Green and Smelly passage, in the Easegill System, is a gross misnomer, conjuring up as it does an evil place ? more like a sewer than a cave.
As I understand it, it was so-called because a group of cavers were underground exploring new cave and walking along a very pleasant passage, when suddenly they were assailed by acrid fumes from a smoke-bomb set off on the surface near a draughting hole by some friends of theirs; the smoke was followed shortly by the water's turning bright green, as the fluorescein that had been intodued into a stream sink (by the same surface group) reached them.
So Green and Smelly were very temporary phenomena, but the (rather unfortunate) name stuck.
'Ignorance is Bliss' is another Easegill name, this time with rather more pleasant connotation. Again, as I understand it, a youg lad named Ron Bliss had caught the caving bug and got the bit well and truly between his teeth as he joined the early exploration of the Easegill caves ? which, at the time, were known as the near series of County Pot (Oxford Pot at the time, of course). Anyway, he evidently 'discovered' several passages that had already been entered, and his efforts were indulged by the older members of his group.

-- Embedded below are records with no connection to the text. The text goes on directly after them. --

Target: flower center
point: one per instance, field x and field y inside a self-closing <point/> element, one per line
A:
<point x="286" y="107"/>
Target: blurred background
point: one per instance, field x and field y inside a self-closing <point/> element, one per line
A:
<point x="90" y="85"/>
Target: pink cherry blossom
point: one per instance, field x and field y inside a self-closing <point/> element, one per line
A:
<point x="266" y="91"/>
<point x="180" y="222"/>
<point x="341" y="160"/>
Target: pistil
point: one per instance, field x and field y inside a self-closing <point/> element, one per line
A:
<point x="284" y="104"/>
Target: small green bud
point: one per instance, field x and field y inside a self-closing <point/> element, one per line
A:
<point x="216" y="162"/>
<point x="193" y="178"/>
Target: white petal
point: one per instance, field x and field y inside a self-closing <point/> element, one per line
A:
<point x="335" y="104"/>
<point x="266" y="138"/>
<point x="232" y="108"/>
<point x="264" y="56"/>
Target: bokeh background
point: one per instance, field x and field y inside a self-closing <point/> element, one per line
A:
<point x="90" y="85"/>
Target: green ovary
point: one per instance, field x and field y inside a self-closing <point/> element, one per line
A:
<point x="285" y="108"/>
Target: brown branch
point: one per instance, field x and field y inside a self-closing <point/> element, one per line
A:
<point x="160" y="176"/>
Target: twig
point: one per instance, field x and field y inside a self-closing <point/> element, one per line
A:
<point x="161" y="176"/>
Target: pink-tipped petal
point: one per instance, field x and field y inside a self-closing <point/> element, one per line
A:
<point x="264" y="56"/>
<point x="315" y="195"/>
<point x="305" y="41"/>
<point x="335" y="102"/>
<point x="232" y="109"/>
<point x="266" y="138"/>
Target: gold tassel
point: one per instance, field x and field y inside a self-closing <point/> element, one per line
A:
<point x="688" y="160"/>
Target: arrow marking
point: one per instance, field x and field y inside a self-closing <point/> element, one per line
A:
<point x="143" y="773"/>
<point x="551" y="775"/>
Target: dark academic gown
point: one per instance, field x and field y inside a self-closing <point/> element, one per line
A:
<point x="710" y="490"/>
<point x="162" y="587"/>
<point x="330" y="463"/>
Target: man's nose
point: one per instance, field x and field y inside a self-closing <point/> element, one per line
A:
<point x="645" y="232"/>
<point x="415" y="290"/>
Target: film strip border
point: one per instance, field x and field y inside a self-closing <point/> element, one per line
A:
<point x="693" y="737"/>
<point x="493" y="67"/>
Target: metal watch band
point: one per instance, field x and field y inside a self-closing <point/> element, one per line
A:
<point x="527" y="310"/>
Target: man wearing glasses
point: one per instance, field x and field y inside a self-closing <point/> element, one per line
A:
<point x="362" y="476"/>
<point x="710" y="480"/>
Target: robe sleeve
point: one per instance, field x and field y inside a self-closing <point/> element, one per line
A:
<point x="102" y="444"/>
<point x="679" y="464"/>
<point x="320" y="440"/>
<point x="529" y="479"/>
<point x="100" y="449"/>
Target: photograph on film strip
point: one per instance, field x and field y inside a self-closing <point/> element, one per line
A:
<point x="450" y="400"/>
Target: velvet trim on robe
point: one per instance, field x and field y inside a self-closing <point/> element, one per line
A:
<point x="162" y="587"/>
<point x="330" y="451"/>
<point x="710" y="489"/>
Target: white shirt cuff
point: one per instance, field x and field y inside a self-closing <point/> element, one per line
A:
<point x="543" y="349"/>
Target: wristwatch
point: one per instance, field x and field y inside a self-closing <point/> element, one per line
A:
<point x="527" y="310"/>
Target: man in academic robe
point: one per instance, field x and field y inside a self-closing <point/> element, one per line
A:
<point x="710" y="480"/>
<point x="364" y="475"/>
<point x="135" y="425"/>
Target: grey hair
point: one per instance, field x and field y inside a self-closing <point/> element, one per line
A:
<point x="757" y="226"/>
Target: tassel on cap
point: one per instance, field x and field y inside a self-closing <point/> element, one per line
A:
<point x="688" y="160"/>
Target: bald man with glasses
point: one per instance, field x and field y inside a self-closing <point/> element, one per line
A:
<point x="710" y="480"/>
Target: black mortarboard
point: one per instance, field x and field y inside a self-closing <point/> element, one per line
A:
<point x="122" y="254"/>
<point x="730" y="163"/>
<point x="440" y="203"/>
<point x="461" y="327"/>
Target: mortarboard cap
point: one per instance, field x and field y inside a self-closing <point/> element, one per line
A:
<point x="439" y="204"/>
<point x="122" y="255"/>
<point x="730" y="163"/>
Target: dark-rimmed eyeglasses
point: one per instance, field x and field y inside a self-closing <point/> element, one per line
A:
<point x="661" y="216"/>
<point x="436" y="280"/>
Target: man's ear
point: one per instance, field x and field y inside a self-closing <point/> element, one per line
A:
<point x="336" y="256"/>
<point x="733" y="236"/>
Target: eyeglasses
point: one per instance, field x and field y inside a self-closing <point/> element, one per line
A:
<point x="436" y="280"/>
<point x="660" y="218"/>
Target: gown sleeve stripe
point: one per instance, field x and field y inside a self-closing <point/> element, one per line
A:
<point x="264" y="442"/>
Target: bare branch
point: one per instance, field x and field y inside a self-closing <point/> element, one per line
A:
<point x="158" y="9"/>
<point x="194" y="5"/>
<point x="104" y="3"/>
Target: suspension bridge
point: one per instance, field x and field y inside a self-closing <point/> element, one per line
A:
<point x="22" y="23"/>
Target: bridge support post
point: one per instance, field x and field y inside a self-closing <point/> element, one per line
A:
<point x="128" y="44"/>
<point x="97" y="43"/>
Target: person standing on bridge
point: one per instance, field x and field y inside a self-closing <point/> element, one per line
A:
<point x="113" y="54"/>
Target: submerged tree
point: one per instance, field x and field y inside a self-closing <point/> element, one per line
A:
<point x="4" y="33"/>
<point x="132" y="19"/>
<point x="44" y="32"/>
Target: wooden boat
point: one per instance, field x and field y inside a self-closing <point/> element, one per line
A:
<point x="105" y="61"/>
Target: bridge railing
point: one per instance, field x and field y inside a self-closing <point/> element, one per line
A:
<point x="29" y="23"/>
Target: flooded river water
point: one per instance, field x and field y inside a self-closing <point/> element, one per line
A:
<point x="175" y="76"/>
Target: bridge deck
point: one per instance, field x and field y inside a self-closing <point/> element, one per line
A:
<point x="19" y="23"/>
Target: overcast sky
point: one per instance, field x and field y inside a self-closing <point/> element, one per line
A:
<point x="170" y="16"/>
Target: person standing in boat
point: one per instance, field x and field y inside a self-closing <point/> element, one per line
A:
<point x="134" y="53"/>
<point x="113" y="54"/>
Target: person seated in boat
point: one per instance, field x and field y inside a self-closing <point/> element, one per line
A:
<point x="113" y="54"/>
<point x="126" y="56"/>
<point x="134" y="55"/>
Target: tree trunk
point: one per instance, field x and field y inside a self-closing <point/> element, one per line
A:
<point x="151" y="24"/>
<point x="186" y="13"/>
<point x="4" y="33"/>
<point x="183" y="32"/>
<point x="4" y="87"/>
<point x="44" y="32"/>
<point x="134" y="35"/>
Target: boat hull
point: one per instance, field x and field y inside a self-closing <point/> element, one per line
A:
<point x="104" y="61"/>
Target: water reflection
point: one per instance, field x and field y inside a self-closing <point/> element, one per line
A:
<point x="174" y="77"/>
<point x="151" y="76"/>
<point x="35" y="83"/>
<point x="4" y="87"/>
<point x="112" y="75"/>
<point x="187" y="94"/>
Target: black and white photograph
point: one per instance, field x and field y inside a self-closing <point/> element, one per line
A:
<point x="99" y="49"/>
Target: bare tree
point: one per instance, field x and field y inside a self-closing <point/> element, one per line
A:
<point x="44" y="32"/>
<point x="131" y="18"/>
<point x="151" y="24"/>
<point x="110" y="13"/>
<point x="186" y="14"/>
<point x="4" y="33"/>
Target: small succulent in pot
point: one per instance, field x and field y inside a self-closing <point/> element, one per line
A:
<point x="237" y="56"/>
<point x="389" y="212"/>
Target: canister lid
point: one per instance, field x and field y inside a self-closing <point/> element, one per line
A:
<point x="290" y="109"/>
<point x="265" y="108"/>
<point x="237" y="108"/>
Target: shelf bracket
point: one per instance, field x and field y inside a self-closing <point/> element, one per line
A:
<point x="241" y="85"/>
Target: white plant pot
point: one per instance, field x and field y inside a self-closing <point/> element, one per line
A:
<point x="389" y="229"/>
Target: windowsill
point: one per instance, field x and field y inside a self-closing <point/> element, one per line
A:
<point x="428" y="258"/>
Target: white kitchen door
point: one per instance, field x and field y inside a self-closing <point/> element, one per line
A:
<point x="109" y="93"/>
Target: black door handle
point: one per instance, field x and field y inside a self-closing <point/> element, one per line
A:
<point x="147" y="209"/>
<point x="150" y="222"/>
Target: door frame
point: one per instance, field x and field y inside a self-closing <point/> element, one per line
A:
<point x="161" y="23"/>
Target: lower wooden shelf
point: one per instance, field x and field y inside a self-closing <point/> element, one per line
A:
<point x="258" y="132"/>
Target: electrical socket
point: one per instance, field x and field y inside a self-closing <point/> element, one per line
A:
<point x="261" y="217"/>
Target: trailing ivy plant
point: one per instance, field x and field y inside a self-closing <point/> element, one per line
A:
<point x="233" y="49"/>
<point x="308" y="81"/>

So when he really did find a new passage, I gather that the other guys didn't believe him at first; when they found that he'd discovered a route through to the back end of Lancaster Hole, they called it after him ? 'Ignorance is Bliss'.
Again in Easgill, I don't know who was first to reach Holbeck Junction, but the 'real' Holbeck Junction is (or at least, it was) a major junction on the railway just outside Leeds. So I guess that the guys who were first there came from somehwere near Leeds and named it accordngly. Maybe 'Main Line Terminus' and 'Main Line Passage' continued the railway theme?